That is a great deal... the Galaxy S6 is $250 with the 2 year contract through Telus for comparison. (assuming that is what you got)


----------



## Butters (Apr 20, 2012)

My plan is 62.50 taxes included.. its a Manitoba plan, even though I live in alberta.. went to change for an AB number and the plan would be $85 a month to have a similar plan
with telus

when it expires my understanding is that you can keep it month to month, same rate

i think its better to save monthly, than buying newer expensiver plans

my friend saw a quebec plan for $40 a month, called bell about a dozen times, said he was a member for 10 years..etc.. finally someone agreed to give him the deal, and keep his alberta number!
(guessing with quebecer they have more competition)


----------



## My Own Advisor (Sep 24, 2012)

cainvest said:


> If your current contract period is over you are on a month to month payment (like I am right now) and free to go on another contract at anytime with no fees.


+1


----------



## Sherlock (Apr 18, 2010)

CalgaryPotato said:


> So you want me to pay to replace an iphone 5 with a refurbished iphone 5? I get that I could buy an android cheaper.... that doesn't really solve the problem though.
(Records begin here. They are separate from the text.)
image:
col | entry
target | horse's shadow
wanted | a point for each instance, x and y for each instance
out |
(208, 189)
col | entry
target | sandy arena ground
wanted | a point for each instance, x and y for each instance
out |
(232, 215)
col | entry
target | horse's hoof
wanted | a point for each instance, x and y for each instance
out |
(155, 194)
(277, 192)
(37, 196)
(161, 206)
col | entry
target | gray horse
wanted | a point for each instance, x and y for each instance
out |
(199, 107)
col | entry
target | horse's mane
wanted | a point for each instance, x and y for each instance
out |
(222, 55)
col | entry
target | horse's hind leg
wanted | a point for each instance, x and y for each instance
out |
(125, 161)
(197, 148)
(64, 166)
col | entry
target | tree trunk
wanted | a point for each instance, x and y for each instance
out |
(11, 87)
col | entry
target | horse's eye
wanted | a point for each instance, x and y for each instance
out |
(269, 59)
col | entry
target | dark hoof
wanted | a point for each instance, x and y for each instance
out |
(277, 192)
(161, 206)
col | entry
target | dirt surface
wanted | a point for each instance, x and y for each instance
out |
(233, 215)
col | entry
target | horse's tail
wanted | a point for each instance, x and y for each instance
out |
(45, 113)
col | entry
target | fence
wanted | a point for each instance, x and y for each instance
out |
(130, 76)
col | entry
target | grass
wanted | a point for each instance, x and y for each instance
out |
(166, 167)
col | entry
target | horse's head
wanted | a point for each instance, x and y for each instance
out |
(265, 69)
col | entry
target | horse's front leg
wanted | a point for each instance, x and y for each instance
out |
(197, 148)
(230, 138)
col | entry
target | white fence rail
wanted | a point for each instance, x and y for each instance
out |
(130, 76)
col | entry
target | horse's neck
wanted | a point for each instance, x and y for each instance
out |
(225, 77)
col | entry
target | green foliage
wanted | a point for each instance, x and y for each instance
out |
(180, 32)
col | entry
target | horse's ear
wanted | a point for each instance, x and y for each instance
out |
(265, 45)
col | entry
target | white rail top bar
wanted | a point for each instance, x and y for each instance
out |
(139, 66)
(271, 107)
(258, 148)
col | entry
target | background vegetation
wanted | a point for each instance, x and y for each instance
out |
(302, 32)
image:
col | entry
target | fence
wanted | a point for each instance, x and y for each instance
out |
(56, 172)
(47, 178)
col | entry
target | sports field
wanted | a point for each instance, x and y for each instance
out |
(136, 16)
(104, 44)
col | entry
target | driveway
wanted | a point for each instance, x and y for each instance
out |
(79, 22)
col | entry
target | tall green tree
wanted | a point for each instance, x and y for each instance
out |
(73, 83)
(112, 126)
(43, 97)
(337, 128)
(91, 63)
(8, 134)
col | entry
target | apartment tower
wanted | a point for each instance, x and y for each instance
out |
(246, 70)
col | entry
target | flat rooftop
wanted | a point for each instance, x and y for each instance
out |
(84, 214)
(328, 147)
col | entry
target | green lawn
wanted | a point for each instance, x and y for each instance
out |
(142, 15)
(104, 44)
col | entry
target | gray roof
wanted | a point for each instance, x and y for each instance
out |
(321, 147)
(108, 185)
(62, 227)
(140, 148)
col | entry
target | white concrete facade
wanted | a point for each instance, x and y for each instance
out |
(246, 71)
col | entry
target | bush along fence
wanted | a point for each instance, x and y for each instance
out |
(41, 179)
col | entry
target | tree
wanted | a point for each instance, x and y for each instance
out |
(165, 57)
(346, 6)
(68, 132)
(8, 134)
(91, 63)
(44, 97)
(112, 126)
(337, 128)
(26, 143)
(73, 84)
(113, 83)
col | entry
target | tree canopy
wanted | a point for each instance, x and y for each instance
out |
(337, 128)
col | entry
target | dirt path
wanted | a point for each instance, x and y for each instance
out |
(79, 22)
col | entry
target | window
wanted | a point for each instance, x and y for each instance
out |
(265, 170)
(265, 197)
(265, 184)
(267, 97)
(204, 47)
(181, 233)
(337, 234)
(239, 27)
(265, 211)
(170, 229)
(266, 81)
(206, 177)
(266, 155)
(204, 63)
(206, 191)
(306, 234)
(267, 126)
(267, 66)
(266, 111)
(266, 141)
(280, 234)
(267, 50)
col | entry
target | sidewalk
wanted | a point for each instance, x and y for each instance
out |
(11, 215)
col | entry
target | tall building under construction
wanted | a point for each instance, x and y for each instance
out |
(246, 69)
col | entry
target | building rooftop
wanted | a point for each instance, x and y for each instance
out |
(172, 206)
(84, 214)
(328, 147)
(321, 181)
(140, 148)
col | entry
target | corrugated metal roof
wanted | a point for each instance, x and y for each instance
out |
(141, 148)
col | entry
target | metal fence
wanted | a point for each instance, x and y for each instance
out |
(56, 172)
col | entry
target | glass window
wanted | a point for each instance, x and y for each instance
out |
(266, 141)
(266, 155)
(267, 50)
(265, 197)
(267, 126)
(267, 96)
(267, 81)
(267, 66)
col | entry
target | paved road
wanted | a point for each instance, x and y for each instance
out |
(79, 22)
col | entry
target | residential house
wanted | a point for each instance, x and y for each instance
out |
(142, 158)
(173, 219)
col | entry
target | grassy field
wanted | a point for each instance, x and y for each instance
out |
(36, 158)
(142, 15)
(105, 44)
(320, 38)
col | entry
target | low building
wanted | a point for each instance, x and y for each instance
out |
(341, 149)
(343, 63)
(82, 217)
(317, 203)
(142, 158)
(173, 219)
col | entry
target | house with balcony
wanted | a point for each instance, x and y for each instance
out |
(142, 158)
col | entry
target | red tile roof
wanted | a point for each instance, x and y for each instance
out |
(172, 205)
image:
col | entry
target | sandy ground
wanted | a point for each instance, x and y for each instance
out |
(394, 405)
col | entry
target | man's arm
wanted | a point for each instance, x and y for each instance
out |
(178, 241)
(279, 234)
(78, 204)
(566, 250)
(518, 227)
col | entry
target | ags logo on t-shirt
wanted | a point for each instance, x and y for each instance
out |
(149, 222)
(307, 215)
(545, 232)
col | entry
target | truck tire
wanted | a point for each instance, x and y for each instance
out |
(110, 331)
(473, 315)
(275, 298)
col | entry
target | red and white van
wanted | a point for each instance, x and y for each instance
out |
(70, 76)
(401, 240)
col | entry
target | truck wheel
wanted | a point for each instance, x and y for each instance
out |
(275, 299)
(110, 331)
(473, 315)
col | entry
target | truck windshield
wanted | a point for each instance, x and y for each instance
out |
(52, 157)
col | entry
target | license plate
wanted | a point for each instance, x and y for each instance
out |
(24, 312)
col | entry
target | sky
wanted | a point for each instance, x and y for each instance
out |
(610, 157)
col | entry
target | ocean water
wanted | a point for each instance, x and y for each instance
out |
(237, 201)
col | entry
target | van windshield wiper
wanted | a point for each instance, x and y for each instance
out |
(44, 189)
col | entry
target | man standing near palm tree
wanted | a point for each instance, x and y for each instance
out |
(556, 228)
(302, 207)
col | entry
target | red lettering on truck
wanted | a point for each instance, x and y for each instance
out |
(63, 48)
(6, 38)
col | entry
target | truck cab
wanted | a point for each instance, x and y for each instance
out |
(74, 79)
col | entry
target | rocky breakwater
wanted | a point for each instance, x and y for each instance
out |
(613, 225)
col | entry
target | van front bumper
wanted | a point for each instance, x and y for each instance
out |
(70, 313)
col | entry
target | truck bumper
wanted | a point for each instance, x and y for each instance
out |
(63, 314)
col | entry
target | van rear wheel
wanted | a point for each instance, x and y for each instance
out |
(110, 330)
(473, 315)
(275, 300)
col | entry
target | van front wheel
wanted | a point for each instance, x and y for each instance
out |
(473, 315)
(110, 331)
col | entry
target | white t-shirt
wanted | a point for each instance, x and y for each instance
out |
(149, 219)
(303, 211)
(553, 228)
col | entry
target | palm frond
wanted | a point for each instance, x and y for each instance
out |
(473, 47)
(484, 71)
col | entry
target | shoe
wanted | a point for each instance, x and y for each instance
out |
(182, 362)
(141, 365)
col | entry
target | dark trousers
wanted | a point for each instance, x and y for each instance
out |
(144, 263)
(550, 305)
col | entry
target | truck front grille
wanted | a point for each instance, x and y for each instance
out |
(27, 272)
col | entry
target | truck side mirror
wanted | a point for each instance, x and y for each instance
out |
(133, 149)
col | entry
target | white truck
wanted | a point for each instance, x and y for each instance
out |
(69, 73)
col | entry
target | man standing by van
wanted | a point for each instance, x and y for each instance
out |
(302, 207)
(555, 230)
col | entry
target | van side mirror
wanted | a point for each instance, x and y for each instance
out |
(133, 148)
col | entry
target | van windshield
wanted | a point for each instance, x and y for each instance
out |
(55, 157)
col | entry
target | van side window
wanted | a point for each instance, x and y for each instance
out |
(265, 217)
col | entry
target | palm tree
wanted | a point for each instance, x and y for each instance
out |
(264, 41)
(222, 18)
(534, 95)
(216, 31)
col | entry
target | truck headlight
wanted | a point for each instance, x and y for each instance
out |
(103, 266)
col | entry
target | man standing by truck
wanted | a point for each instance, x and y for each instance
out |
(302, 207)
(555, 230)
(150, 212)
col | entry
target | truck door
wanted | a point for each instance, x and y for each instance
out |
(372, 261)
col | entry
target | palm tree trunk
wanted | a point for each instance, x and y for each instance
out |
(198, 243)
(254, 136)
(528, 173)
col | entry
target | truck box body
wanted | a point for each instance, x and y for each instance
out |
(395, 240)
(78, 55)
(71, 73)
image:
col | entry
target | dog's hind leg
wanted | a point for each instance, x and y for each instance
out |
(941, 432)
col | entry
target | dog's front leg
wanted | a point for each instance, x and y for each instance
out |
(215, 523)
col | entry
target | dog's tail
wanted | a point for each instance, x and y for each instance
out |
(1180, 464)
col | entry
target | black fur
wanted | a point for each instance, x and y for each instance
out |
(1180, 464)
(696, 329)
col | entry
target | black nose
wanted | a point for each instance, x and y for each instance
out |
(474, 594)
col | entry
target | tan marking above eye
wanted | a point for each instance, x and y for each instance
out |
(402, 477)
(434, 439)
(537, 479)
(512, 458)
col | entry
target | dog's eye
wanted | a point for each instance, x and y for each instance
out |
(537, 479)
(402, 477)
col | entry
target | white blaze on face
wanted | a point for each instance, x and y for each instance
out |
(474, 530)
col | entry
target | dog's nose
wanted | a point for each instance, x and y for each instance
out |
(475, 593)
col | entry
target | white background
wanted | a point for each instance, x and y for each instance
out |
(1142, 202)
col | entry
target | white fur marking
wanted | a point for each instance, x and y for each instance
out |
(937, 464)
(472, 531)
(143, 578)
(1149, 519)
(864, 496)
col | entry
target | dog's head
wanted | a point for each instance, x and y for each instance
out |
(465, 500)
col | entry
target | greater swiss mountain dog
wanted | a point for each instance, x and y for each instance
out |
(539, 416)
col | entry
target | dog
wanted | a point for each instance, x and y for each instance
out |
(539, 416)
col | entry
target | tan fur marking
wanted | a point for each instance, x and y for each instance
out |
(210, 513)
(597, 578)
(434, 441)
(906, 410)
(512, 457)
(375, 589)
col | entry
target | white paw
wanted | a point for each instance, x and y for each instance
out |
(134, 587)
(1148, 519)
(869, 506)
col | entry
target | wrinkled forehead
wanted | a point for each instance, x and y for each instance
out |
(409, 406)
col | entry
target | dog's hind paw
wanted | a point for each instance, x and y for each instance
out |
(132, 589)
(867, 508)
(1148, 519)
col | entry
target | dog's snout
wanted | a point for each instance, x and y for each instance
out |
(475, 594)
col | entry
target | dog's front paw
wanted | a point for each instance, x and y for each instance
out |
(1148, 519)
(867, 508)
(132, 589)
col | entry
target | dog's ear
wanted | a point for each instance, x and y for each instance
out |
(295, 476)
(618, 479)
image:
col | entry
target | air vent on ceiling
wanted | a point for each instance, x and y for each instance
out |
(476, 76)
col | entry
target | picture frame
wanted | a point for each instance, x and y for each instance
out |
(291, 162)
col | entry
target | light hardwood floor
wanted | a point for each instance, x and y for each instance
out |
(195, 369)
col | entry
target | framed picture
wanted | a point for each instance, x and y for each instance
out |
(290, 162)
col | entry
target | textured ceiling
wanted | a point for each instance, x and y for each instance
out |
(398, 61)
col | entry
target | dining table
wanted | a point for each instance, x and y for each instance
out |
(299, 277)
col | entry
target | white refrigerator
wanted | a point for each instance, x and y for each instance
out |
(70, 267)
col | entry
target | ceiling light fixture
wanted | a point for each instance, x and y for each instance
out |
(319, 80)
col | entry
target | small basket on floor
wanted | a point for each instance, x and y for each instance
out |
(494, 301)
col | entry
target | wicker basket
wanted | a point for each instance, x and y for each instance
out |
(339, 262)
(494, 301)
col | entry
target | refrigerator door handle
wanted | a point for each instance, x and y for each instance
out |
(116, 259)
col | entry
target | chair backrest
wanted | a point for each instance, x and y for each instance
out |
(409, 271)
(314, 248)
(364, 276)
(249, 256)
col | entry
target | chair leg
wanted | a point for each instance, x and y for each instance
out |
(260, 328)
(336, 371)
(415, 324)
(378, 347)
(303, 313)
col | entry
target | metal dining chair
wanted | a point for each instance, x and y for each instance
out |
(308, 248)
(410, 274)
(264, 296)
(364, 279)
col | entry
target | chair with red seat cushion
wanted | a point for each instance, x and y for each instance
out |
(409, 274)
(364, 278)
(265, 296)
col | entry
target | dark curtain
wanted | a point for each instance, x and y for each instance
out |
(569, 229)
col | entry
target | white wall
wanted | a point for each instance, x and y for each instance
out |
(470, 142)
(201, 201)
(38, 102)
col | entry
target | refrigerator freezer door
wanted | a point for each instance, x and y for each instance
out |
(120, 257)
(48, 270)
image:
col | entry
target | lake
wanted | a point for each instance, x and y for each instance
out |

That I'd still be paying more for that android than I would have under the old 3 year plans.
> 
> The 3 year plans never bothered me, that was plenty often enough to replace my phone and at a cheap cost for the latest and greatest. Before smart phones I used to get 4-5 years out of my phone.


I dont' understand why you're replacing an iphone 5? What does it not do that you need to do?


----------



## PrairieGal (Apr 2, 2011)

The big companies are going to get their money one way or the other.

I bought a pay as you go Telus phone that I am using on Koodo for $15/month which includes unlimited texting. I pay for phone minutes on top of that, but since I rarely use any, it costs next to nothing. It suits me.


----------



## CalgaryPotato (Mar 7, 2015)

Sherlock said:


> I dont' understand why you're replacing an iphone 5? What does it not do that you need to do?


We don't have too, which is a big part of my point. A 2 year old phone is still basically cutting edge. 

But if we wait a year before buying another phone, it's still going to be $500 for the newer phone. I know sometimes you can negotiate the price down on plans if you bring your own phone, but it isn't anywhere close to the $20/month that you pay off on your phone per month, when you are on a contract.


----------